Un periodista español comenta que la clave del resultado del partido entre las selecciones de España y Chile en el Maracaná no hay que buscarla en la cancha, sino en la mentalidad nacionalista y fanática de aficionados y jugadores chilenos.
Uno podrá discutir hasta qué punto el factor señalado por el colega ibérico jugó un papel. Lo que es indiscutible es que lo jugó, como en otros equipos, sino en todos, con la salvedad de que en el caso chileno sean quizás un poco más acusados los rasgos nacionalistas, al menos para mí, como chileno, lo son.
El problema naturalmente no está en el fútbol ni en el mundial, a pesar del cántico de los himnos, que por sanidad mental y en aras de la paz mundial podrían ser omitidos, como señal colectiva de cordura.
En el caso suramericano, está claro que masivamente los habitantes ven a su país como un ente que compite por colores propios con los otros no solo en la cancha y en las tribunas de los estadios. En el comercio, las armas, inversión extranjera, todos los días aparecen índices y encuestas que miden estas comparaciones en actividades y haberes. Toda comparación es odiosa, nos decían cuando niños.
Nuestras carencias, frustraciones, la dureza de la vida diaria, el malestar generalizado, la emotividad personal por los suelos, son males que buscan compensación, y logran un fuerte alivio analgésico momentáneo, un descanso placentero, una sensación de satisfacción individual-colectiva sin parangón mediante el triunfo de las selecciones de fútbol.
En el mundo de hoy no hay acontecimiento político que se iguale a un triunfo en un acontecimiento deportivo mundial. Vemos por estos días el rito de los políticos que rinden honores y cantan loas a los jugadores, los reciben en las calles y los palacios como a soldados que vuelven de la guerra desde tierras lejanas. Los medios por su parte hablan de héroes en sus titulares.

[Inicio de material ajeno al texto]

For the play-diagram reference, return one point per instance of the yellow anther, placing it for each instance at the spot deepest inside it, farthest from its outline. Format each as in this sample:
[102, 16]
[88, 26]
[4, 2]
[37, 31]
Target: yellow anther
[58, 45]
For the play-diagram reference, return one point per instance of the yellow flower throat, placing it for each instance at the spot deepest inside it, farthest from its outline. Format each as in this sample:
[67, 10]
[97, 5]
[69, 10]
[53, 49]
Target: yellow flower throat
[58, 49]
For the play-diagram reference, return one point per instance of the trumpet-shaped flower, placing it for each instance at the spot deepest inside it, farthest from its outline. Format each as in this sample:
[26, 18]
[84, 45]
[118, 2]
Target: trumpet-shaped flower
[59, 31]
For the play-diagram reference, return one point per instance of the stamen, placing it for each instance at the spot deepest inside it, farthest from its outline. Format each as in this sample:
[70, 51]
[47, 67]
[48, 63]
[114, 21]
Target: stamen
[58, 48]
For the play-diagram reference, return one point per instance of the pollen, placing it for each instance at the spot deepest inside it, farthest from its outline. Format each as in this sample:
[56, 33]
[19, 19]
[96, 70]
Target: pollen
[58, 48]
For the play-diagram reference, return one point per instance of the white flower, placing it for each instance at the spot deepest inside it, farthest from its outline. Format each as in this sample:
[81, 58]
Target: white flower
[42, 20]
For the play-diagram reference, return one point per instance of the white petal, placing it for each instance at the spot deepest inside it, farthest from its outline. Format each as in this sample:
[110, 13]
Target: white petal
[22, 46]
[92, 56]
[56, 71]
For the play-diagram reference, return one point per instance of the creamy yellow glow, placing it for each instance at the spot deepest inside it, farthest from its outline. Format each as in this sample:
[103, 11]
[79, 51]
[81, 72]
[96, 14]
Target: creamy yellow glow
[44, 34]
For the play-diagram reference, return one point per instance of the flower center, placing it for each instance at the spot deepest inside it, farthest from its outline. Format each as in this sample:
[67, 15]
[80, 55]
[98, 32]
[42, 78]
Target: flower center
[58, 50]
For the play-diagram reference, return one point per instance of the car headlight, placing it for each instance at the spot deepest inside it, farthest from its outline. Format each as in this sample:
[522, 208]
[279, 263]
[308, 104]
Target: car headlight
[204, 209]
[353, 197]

La publicidad comercial es otra de las pestes que acompaña al juego de la pelota en el mundial. No trepidan en su labor diaria de envilecer la vida.

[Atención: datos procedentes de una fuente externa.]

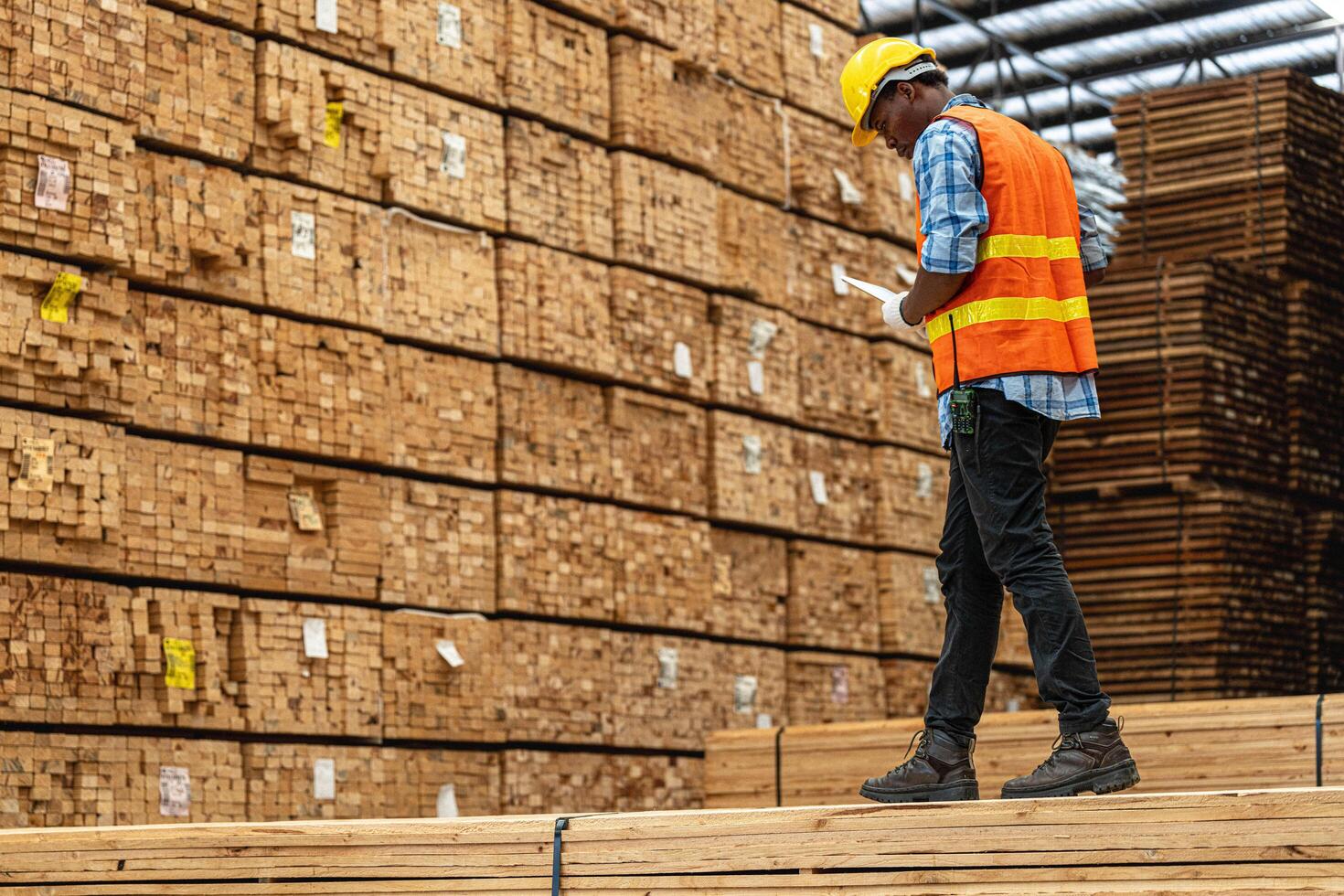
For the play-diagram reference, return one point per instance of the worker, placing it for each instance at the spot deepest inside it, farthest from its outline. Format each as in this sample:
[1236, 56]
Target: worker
[1006, 255]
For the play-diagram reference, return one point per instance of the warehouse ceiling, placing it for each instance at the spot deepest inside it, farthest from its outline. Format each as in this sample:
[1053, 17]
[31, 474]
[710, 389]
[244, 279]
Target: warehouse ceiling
[1054, 60]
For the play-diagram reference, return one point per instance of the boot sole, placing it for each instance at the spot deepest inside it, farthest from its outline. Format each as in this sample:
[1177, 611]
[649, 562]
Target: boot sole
[1105, 781]
[958, 792]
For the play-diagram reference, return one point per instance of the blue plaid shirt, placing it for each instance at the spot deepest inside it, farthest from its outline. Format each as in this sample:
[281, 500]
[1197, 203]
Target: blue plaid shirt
[953, 215]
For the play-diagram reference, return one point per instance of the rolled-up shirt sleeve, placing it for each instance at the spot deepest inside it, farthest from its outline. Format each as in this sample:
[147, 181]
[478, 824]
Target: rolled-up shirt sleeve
[953, 212]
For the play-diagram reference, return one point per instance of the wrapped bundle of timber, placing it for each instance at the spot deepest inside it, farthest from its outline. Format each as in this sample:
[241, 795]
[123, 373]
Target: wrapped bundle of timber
[83, 54]
[906, 397]
[832, 597]
[659, 690]
[195, 375]
[441, 677]
[557, 683]
[312, 529]
[664, 570]
[560, 189]
[583, 782]
[837, 382]
[661, 334]
[554, 432]
[440, 551]
[815, 51]
[835, 687]
[60, 496]
[755, 249]
[60, 653]
[180, 658]
[557, 69]
[661, 217]
[320, 389]
[68, 344]
[311, 667]
[912, 498]
[750, 43]
[659, 450]
[1189, 594]
[68, 179]
[438, 285]
[557, 557]
[199, 88]
[443, 415]
[837, 489]
[441, 784]
[194, 226]
[1191, 384]
[294, 782]
[555, 308]
[183, 513]
[322, 254]
[750, 586]
[755, 357]
[752, 475]
[452, 46]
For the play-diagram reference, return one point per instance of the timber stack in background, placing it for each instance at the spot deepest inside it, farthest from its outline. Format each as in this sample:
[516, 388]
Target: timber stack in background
[448, 410]
[1201, 516]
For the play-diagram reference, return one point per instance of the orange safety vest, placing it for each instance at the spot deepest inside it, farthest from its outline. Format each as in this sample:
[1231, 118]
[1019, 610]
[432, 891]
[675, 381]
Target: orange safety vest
[1023, 309]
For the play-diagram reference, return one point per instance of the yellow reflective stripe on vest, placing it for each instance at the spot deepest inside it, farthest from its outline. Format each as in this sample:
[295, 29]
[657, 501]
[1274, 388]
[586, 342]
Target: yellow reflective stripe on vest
[1020, 246]
[1008, 309]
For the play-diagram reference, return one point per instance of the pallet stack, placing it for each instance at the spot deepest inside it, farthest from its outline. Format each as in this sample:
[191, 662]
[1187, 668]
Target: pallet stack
[459, 409]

Queremos salir de la prehistoria en Suramérica, y hacemos casi todo lo imaginable para permanecer en ella. El nacionalismo, el ser un ente cerrado en confrontación con otros entes cerrados, estáticos, egocéntricos, recelosos, guerreros, es de la máxima estupidez.
La expresión institucional de este desconcierto es la incapacidad de conformar plataformas comunes compartidas a cabalidad, de forma tal que su acción sea determinante y efectiva. Hoy, cada uno va a lo suyo. En lo sustancial seguimos separados, sino enfrentados.
Sin negar avances importantes, como la paz y el acercamiento integrador entre Perú y Ecuador.
Chilenos, bolivianos y peruanos tenemos una tarea por delante que permanece en pañales. Y solo hay una forma de entenderse y vivir en paz, conversando. Basta de autogoles.
(En un reciente artículo publicado en la revista Punto Final, el sacerdote José Aldunate recoge la propuesta que ya estuvo presente tras el desastre de la guerra, de convertir a Arica (y Tacna) en un territorio compartido por los tres países. O sea, legalizar lo que ya es, ya que en los hechos en estas ciudades están presentes y conviviendo cada día personas de los tres países en grado significativo. Si tal conversión se estableciera, toda aquella zona se fortalecería no solo económicamente, podría llegar a constituir un importante foco cultural y político que además daría un impulso muy importante a la integración suramericana. En tal caso habría que atender a las necesidades de las ciudades fronterizas a la nueva zona internacional, como el caso de Iquique en Chile, que se vería con seguridad, al menos en parte, perjudicada, y, lo que es seguro, estaría al menos temerosa y prejuiciada ante el posible aventón de las vecinas del norte. Es muy viejo el problema de los celos y la competitividad entre Arica e Iquique, viven de espaldas una a la otra, y ahora además son dos regiones. Hay pues mucha tela que cortar).